Thirty years later, the same is true of my daughter. Diva had been asked to draw a family portrait, and she knew that usually means a mom and a dad. With her task clear, she completed her illustration in the traditional way, with all the standard distinctions: “dad” was taller than “mom” and “mom’s” hair fell to her stick shoulders. And I’m betting Diva didn’t hesitate for a moment when deciding who was who: I’m so the mom.

Though neither of her parents particularly fits the old school stereotype of a dad (car-fixing, football-watching, wielder of power tools), I do in many ways resemble the moms my daughter has seen on TV shows or in movies: I’m a playdate-going, costume-sewing, decorator of holiday cookies.

But wait—why didn’t she pick Daddy for this gender-bending caricature? My husband cooks almost all the meals and does all the laundry, and he’s hooked on romantic comedies with Reese Witherspoon in them. If stereotypes alone are the definitive guide, you could argue that Diva has two moms.

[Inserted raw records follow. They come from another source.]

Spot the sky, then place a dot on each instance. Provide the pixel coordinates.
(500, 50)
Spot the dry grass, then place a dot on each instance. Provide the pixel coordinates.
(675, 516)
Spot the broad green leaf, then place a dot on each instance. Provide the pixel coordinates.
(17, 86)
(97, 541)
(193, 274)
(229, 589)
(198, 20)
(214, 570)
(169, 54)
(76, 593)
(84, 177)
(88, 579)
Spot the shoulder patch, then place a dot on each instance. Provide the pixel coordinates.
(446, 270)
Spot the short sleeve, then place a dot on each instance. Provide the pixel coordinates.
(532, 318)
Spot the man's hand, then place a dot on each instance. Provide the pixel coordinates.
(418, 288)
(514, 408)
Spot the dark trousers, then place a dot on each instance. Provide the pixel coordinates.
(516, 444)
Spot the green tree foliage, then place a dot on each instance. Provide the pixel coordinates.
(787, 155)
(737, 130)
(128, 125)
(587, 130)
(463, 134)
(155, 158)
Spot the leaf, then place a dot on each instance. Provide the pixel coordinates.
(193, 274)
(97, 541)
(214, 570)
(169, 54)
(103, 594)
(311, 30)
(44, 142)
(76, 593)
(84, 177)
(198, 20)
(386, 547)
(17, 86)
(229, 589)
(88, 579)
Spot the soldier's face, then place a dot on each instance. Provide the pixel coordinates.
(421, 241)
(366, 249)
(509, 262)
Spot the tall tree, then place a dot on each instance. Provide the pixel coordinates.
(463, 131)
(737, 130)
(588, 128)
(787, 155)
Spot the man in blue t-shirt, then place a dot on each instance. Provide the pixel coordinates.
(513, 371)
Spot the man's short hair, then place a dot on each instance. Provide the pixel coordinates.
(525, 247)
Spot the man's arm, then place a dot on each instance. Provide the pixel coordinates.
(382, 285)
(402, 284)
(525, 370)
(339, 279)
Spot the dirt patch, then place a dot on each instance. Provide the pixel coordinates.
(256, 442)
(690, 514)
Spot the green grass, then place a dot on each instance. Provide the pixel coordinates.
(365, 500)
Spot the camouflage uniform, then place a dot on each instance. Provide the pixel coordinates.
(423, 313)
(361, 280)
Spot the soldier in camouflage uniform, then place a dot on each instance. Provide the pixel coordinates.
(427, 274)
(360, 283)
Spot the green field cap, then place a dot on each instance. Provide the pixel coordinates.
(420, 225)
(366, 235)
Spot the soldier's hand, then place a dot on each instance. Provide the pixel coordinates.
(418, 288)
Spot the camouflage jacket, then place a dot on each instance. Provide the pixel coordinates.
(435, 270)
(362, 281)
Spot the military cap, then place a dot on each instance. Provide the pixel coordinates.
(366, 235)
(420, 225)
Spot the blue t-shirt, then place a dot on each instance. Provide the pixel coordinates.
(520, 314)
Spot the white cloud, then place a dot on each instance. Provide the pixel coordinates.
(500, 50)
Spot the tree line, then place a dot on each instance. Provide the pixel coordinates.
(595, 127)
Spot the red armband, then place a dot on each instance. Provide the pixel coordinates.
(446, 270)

In reality, many parents (and not just gay ones) exceed the old gender roles these days; indeed, with every passing decade, fewer and fewer of us are willing to conform to the outdated notions that still surround us. Just in our circle, we know straight dads who eschew sports but rule the kitchen, as well as straight moms who travel for business while their husbands stay home with the kids. Regardless of gender or orientation, our fellow parents in the 21st century are freer than ever to choose upon which of their own strengths and interests they wish capitalize. But the first few drawings of kindergarten are unlikely to show this.

Subtleties are hard to illustrate when you’re five. Then again, Diva did get a few things exactly right, including one little detail which made me feel enormously better: Dad may be bald, but Mom still has his hair.